沒辦法,胖子所有的知識都局限於書本,壓根就沒有自己動手試過。這找水書上說得不難,可真正做起來完全不是那麽回事兒。氣喘籲籲回了山洞,此刻天還是一片光亮。
陳亦鋒沒有動心兒的餅乾,那是楊無諱之前留給她的小點心,心兒嘴巴閑不住,老喜歡放東西在裡頭,有些零食點心總比糖來得好。磨乾淨了根小樹枝,沾了一圈蜂蜜含在嘴裡,就著水便算是吃過了。
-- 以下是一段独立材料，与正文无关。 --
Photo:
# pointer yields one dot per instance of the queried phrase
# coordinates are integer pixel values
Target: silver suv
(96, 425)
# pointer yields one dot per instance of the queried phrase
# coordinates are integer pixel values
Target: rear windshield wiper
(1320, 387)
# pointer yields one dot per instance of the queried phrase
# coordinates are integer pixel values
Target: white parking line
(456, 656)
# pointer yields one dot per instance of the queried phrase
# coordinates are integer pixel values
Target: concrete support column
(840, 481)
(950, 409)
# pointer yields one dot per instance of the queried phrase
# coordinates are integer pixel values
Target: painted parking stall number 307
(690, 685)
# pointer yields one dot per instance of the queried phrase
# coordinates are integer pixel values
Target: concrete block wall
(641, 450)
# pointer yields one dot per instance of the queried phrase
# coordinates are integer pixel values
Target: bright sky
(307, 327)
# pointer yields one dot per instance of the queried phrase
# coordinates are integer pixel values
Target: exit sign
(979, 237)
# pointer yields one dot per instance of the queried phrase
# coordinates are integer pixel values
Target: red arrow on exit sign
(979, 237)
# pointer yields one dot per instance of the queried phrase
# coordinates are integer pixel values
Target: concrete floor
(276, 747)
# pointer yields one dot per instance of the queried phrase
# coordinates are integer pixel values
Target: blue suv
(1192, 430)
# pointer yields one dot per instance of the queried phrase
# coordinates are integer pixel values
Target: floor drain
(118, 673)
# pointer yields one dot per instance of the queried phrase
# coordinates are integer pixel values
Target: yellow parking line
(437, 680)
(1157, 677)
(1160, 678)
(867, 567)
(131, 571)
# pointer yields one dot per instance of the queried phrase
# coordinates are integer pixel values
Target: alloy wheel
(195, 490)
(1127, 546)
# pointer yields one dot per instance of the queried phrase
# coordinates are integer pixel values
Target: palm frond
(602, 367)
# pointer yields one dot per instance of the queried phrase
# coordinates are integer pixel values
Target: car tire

小心看了看心兒背後的傷口,已經愈合沒留下印子,犬空囚保命的玩意兒確實靠譜,胖子這才稍稍安下心來。
搬了兩塊岩石堵在石窟門口,躺在心兒邊上望著頭頂的光亮,陳亦鋒終於有時間思索起發生的變化來。
零博士顯然對這裡很熟悉,至少是事先就想要來的地方。他知道石像傀儡就是鑰匙,知道蛇珠是打開大門的關鍵,自己想弄清楚前因後果還是得等零博士回來。
血眼應該是盯上零博士和自己很久了,殺自己是為了報仇泄憤,零博士大概是出於任務,但滅掉靈葉洲又是為了什麽?喪鍾遠在中央星域,和十二道明明是八竿子打不到一起,誰會下令解決一個本就隱世的宗門?
范瑞大叔更加奇怪。老早就覺得酒鬼深不可測,只是沒曾想還是低估了他。他來的時機是不是太巧了些,似乎是看見零博士和自己要死了,迫不得已才出來阻止。加上實力高深、見識不凡,這一切擺在一起就不再是巧合了。他為什麽要幫自己?難道只是為了醜醜?
陳亦鋒有太多想不明白的地方,似乎有隻大手掌控著冥冥中的一切,自己所有的作為都是徒勞,都在大手之中。孫猴子翻不過那五指山,胖子更加逃不脫,他總覺得裡邊還有什麽陰謀。
想著想著,胖子又想起了禦虛來。悲風跟了自己這麽久,明明能享樂人間,偏偏受盡苦難,醜醜、小咪啞、心兒都是悲風照顧著的,有什麽戰鬥也是她擋在前面,自己辦不到的事,統統只能交給悲風。胖子來不及說一句謝謝,禦虛就斷在了自己手裡,也不知道悲風會不會跟著出事。
器靈老頭說過,這是給自己的霹靂手段,要自己順應天道。天知道,損有余而補不足。是不是老天爺覺得自己不配擁有,把禦虛從自己身邊給奪了去,也讓自己常常失去的感覺。
還好老天爺沒有把心兒也帶走。
想到心兒,胖子就不敢再往後想下去。閉上眼躺在岩石上,兩行眼淚不覺從眼眶中滑落。
確實不是知己好友,從來都不是。